Ce refus du réel et de l’incertitude est incarné par la figure du chevaucheur. Son profil et ses attributs varient selon le niveau d’expertise en doxosophie, c’est-à-dire la science des apparences :

• La première catégorie de chevaucheurs est constituée de personnes perçues comme très sérieuses et qui déclarent travailler pour la « science ». Dans cette catégorie, on retrouve une partie des chercheurs en gestion et en économie qui s’estiment légitimes pour parler de management, ceux qui partent implicitement ou explicitement du postulat que savoir, c’est pouvoir faire et défaire ; réussir, c’est comprendre ; le réel est ce qui se répète et sort de tout ce qui ne se répète pas, c’est-à-dire l’essentiel de la vie. Ces derniers, entre autres, ignorent totalement les interactions complexes entre l’Homme et son environnement. Ils pensent souvent qu’ils font des « découvertes » et qu’ils feraient donc progresser la « science ». Ce sont ces « hommes fabuleusement médiocres » dont parlait Ortega y Gasset, car les « savants ignorants » et les mauvais essayistes qui s’ignorent eux-mêmes finiront tôt ou tard par tout savoir de rien.

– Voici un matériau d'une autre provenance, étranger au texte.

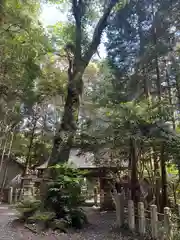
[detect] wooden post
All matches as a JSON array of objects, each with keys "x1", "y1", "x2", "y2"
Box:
[
  {"x1": 14, "y1": 188, "x2": 18, "y2": 203},
  {"x1": 178, "y1": 204, "x2": 180, "y2": 217},
  {"x1": 120, "y1": 191, "x2": 125, "y2": 225},
  {"x1": 177, "y1": 204, "x2": 180, "y2": 228},
  {"x1": 151, "y1": 205, "x2": 158, "y2": 239},
  {"x1": 164, "y1": 207, "x2": 172, "y2": 240},
  {"x1": 128, "y1": 200, "x2": 135, "y2": 231},
  {"x1": 138, "y1": 202, "x2": 145, "y2": 235},
  {"x1": 8, "y1": 187, "x2": 13, "y2": 204},
  {"x1": 100, "y1": 189, "x2": 104, "y2": 209},
  {"x1": 93, "y1": 186, "x2": 98, "y2": 206}
]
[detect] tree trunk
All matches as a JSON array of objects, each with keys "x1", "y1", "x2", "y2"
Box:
[
  {"x1": 48, "y1": 73, "x2": 82, "y2": 166},
  {"x1": 165, "y1": 62, "x2": 175, "y2": 129},
  {"x1": 48, "y1": 1, "x2": 118, "y2": 169},
  {"x1": 0, "y1": 131, "x2": 14, "y2": 200},
  {"x1": 0, "y1": 0, "x2": 5, "y2": 25},
  {"x1": 153, "y1": 146, "x2": 160, "y2": 210},
  {"x1": 19, "y1": 115, "x2": 37, "y2": 199},
  {"x1": 0, "y1": 135, "x2": 8, "y2": 173},
  {"x1": 160, "y1": 144, "x2": 168, "y2": 210},
  {"x1": 151, "y1": 2, "x2": 168, "y2": 211},
  {"x1": 24, "y1": 117, "x2": 37, "y2": 174},
  {"x1": 130, "y1": 138, "x2": 140, "y2": 204}
]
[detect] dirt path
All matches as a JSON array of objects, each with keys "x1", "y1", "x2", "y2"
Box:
[{"x1": 0, "y1": 205, "x2": 133, "y2": 240}]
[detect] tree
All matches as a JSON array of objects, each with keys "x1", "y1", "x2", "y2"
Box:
[{"x1": 48, "y1": 0, "x2": 125, "y2": 166}]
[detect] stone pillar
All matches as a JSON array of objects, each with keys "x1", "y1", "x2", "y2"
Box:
[
  {"x1": 151, "y1": 205, "x2": 158, "y2": 239},
  {"x1": 115, "y1": 192, "x2": 125, "y2": 227},
  {"x1": 164, "y1": 207, "x2": 172, "y2": 240},
  {"x1": 22, "y1": 177, "x2": 34, "y2": 201},
  {"x1": 138, "y1": 202, "x2": 145, "y2": 235},
  {"x1": 14, "y1": 188, "x2": 18, "y2": 203},
  {"x1": 128, "y1": 200, "x2": 135, "y2": 231},
  {"x1": 8, "y1": 187, "x2": 13, "y2": 204}
]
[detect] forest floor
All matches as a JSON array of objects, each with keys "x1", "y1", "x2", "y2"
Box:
[{"x1": 0, "y1": 205, "x2": 136, "y2": 240}]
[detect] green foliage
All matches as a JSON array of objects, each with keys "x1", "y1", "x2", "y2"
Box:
[
  {"x1": 28, "y1": 211, "x2": 56, "y2": 229},
  {"x1": 28, "y1": 211, "x2": 55, "y2": 222},
  {"x1": 16, "y1": 165, "x2": 88, "y2": 229},
  {"x1": 44, "y1": 164, "x2": 87, "y2": 229},
  {"x1": 45, "y1": 164, "x2": 84, "y2": 212},
  {"x1": 68, "y1": 208, "x2": 88, "y2": 229},
  {"x1": 16, "y1": 200, "x2": 41, "y2": 221}
]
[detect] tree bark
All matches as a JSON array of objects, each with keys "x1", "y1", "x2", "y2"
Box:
[
  {"x1": 48, "y1": 1, "x2": 118, "y2": 167},
  {"x1": 0, "y1": 135, "x2": 8, "y2": 173},
  {"x1": 0, "y1": 131, "x2": 14, "y2": 200},
  {"x1": 0, "y1": 0, "x2": 5, "y2": 25},
  {"x1": 160, "y1": 144, "x2": 168, "y2": 210},
  {"x1": 19, "y1": 113, "x2": 37, "y2": 198},
  {"x1": 130, "y1": 138, "x2": 140, "y2": 203},
  {"x1": 165, "y1": 61, "x2": 175, "y2": 129},
  {"x1": 153, "y1": 146, "x2": 160, "y2": 210}
]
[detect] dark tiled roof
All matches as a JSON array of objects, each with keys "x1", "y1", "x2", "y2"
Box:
[{"x1": 36, "y1": 149, "x2": 128, "y2": 170}]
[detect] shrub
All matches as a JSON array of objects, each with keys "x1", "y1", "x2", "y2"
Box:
[
  {"x1": 16, "y1": 164, "x2": 88, "y2": 231},
  {"x1": 16, "y1": 200, "x2": 41, "y2": 221},
  {"x1": 45, "y1": 164, "x2": 85, "y2": 214},
  {"x1": 44, "y1": 164, "x2": 88, "y2": 228},
  {"x1": 68, "y1": 208, "x2": 88, "y2": 229},
  {"x1": 28, "y1": 211, "x2": 56, "y2": 229}
]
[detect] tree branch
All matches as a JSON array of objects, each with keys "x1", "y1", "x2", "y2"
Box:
[
  {"x1": 72, "y1": 0, "x2": 82, "y2": 64},
  {"x1": 82, "y1": 0, "x2": 118, "y2": 67}
]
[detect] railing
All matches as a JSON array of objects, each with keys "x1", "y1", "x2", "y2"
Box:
[
  {"x1": 7, "y1": 186, "x2": 180, "y2": 239},
  {"x1": 114, "y1": 192, "x2": 180, "y2": 239}
]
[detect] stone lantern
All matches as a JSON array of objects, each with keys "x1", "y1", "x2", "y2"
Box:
[{"x1": 21, "y1": 176, "x2": 35, "y2": 200}]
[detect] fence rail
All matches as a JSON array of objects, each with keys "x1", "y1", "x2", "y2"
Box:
[
  {"x1": 114, "y1": 192, "x2": 180, "y2": 239},
  {"x1": 6, "y1": 187, "x2": 180, "y2": 239}
]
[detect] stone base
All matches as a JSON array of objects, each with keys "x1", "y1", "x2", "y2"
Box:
[{"x1": 100, "y1": 194, "x2": 115, "y2": 211}]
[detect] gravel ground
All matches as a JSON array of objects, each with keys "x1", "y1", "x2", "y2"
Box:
[{"x1": 0, "y1": 205, "x2": 134, "y2": 240}]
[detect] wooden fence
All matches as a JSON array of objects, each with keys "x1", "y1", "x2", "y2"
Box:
[
  {"x1": 114, "y1": 192, "x2": 180, "y2": 239},
  {"x1": 7, "y1": 187, "x2": 180, "y2": 239}
]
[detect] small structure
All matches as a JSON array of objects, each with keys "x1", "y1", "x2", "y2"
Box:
[
  {"x1": 36, "y1": 149, "x2": 128, "y2": 210},
  {"x1": 0, "y1": 155, "x2": 25, "y2": 202},
  {"x1": 0, "y1": 155, "x2": 25, "y2": 188}
]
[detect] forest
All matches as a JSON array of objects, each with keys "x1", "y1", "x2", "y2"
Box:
[{"x1": 1, "y1": 0, "x2": 180, "y2": 239}]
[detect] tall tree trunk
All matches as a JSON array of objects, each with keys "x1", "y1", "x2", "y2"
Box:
[
  {"x1": 130, "y1": 138, "x2": 139, "y2": 203},
  {"x1": 0, "y1": 131, "x2": 14, "y2": 200},
  {"x1": 160, "y1": 144, "x2": 168, "y2": 210},
  {"x1": 48, "y1": 1, "x2": 118, "y2": 168},
  {"x1": 19, "y1": 115, "x2": 37, "y2": 198},
  {"x1": 0, "y1": 135, "x2": 8, "y2": 173},
  {"x1": 165, "y1": 61, "x2": 175, "y2": 129},
  {"x1": 151, "y1": 2, "x2": 168, "y2": 210},
  {"x1": 137, "y1": 1, "x2": 150, "y2": 100},
  {"x1": 153, "y1": 146, "x2": 160, "y2": 210},
  {"x1": 49, "y1": 72, "x2": 82, "y2": 166},
  {"x1": 0, "y1": 0, "x2": 5, "y2": 25},
  {"x1": 24, "y1": 116, "x2": 37, "y2": 174}
]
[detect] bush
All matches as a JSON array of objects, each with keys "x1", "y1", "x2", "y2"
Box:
[
  {"x1": 50, "y1": 219, "x2": 68, "y2": 232},
  {"x1": 68, "y1": 208, "x2": 88, "y2": 229},
  {"x1": 44, "y1": 164, "x2": 88, "y2": 228},
  {"x1": 28, "y1": 211, "x2": 56, "y2": 229},
  {"x1": 16, "y1": 200, "x2": 41, "y2": 221},
  {"x1": 16, "y1": 164, "x2": 88, "y2": 231}
]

La 2ème catégorie de chevaucheurs est majoritairement composée de consultants en management et autres consultants en entreprise adeptes de « bonnes pratiques » qui en réalité ne sont que « bonnes » pour leur chiffre d’affaires car le travail d’exécution n’existe pas comme le rappelle Christophe Dejours. Ces derniers sont souvent les ambassadeurs de ceux qui pensent qu’un concept creux gagne en dignité dès qu’il est exprimé dans l’anglais d’aéroport. Ils se disent réalistes, pragmatiques, experts en résolution de problèmes et fournisseurs de solutions, mais croient que la réalité est ce qui est prescrit. En effet, contrairement à l’illusion, la vérité n’obéit jamais. Très proactifs, ce sont des « innovateurs professionnels » comme leurs sponsors de première catégorie ; ils sont capables de comprendre les enjeux, les opinions ou les humeurs du moment pour les traduire en concepts « vendables » : ils savent « prendre sans comprendre » mais aussi « comprendre seulement pour prendre », cette fameuse intelligence kidnappeuse dont Bertrand de Jouvenel parlait .

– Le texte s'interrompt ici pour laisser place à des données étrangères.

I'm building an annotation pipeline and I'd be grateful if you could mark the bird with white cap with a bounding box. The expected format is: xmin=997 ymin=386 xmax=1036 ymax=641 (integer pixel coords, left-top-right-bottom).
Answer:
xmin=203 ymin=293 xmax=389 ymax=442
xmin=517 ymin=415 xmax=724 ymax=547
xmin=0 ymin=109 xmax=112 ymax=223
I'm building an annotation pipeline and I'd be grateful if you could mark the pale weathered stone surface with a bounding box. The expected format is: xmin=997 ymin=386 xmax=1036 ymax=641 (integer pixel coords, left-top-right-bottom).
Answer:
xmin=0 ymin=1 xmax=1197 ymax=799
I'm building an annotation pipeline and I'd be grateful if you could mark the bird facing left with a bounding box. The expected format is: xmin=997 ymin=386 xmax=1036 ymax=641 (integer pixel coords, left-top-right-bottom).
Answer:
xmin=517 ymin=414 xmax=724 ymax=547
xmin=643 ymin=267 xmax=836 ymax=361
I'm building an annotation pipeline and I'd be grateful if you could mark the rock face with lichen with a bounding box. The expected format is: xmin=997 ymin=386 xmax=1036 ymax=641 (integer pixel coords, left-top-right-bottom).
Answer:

La 3e catégorie des chevaucheurs est constituée d’un mélange d’acteurs que l’on retrouve dans les entreprises, principalement parmi les managers. Dans cette catégorie on retrouve :

• Ceux qui sont incapables de résister aux convictions obligatoires du moment, qui sont prescrites soit par les chevaucheurs de catégorie 1 et de catégorie 2 grâce à leur capacité d’entraînement, soit par leur leader (le fameux culte du leader),
• Ceux qui pensent que l’expérience peut tout (si implicitement que la réalité se répète) et dispense de chercher la connaissance là où elle se trouve,
• Ceux qui ont été engloutis par leur fonction et qui en devenant « fonctionnaires » tombent dans le gouffre de la morale mathématique (morale de circonstance) dont parlait Nietzsche en misant sur le court terme et donc en investissant dans le long terme la désolation des ceux qu’ils gèrent,
• Ceux qui pensent que gérer relève du bon sens, oubliant qu’en s’appuyant uniquement sur le bon sens, la terre est perçue comme plate.

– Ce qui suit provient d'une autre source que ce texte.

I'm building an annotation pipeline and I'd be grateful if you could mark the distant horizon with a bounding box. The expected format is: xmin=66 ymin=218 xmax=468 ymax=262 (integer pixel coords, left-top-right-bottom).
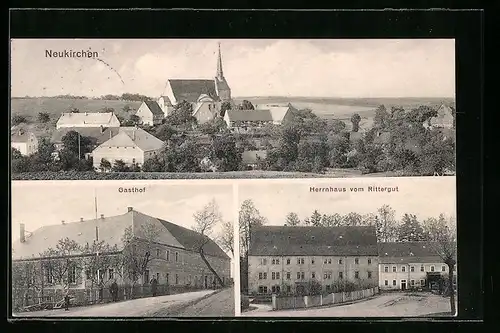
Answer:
xmin=11 ymin=95 xmax=456 ymax=100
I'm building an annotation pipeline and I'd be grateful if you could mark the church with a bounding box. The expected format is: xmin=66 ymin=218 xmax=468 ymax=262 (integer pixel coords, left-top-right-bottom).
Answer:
xmin=157 ymin=43 xmax=232 ymax=124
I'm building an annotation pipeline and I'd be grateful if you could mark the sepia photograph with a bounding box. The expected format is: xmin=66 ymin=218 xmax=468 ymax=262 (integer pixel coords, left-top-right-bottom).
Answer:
xmin=10 ymin=39 xmax=455 ymax=180
xmin=237 ymin=177 xmax=457 ymax=317
xmin=10 ymin=180 xmax=236 ymax=317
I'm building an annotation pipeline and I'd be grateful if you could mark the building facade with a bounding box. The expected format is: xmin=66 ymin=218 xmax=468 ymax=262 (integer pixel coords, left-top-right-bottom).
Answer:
xmin=378 ymin=242 xmax=457 ymax=291
xmin=248 ymin=226 xmax=379 ymax=295
xmin=56 ymin=112 xmax=120 ymax=129
xmin=135 ymin=101 xmax=165 ymax=126
xmin=11 ymin=129 xmax=38 ymax=156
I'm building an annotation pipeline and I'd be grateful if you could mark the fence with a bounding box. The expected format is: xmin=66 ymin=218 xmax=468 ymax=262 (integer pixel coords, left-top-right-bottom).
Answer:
xmin=272 ymin=287 xmax=379 ymax=310
xmin=13 ymin=284 xmax=215 ymax=312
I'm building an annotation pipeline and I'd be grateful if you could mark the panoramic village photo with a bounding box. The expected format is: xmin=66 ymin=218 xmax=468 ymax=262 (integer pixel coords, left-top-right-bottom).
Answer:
xmin=10 ymin=39 xmax=455 ymax=180
xmin=238 ymin=177 xmax=457 ymax=317
xmin=10 ymin=181 xmax=236 ymax=317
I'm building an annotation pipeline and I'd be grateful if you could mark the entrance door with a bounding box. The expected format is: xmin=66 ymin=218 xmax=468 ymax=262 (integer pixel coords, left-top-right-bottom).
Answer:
xmin=401 ymin=280 xmax=407 ymax=290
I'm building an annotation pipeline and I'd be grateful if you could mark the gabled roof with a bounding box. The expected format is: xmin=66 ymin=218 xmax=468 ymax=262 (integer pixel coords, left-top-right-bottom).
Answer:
xmin=12 ymin=208 xmax=228 ymax=261
xmin=56 ymin=112 xmax=118 ymax=127
xmin=249 ymin=226 xmax=378 ymax=256
xmin=11 ymin=128 xmax=34 ymax=143
xmin=142 ymin=101 xmax=164 ymax=116
xmin=225 ymin=109 xmax=274 ymax=122
xmin=215 ymin=77 xmax=230 ymax=92
xmin=268 ymin=107 xmax=292 ymax=123
xmin=157 ymin=219 xmax=230 ymax=259
xmin=168 ymin=79 xmax=217 ymax=103
xmin=51 ymin=127 xmax=120 ymax=145
xmin=96 ymin=127 xmax=164 ymax=152
xmin=378 ymin=242 xmax=456 ymax=264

A ces 3 catégories de chevaucheurs professionnels, on peut ajouter une 4ème catégorie de chevaucheurs non professionnels composée d’acteurs qui n’ont aucune fonction managériale dans l’organisation mais qui, placés dans un environnement de non-capacité, deviennent aveugles à la réalité à travers un stratégie de l’acteur.

Morale de l’histoire : Comme le rappelle Clément Rosset, sans développer les deux capacités fondamentales que sont : la « capacité intellectuelle à comprendre » qui dépend, je pense, entre autres, d’une diplomatie sincère des disciplines et la « capacité psychologique à accepter ». En réalité, nous continuerons, comme le disait Robert Musil, à agir en commerçant et à parler en idéaliste et à avoir une réalité qui ne nous pardonnera aucun écart de route.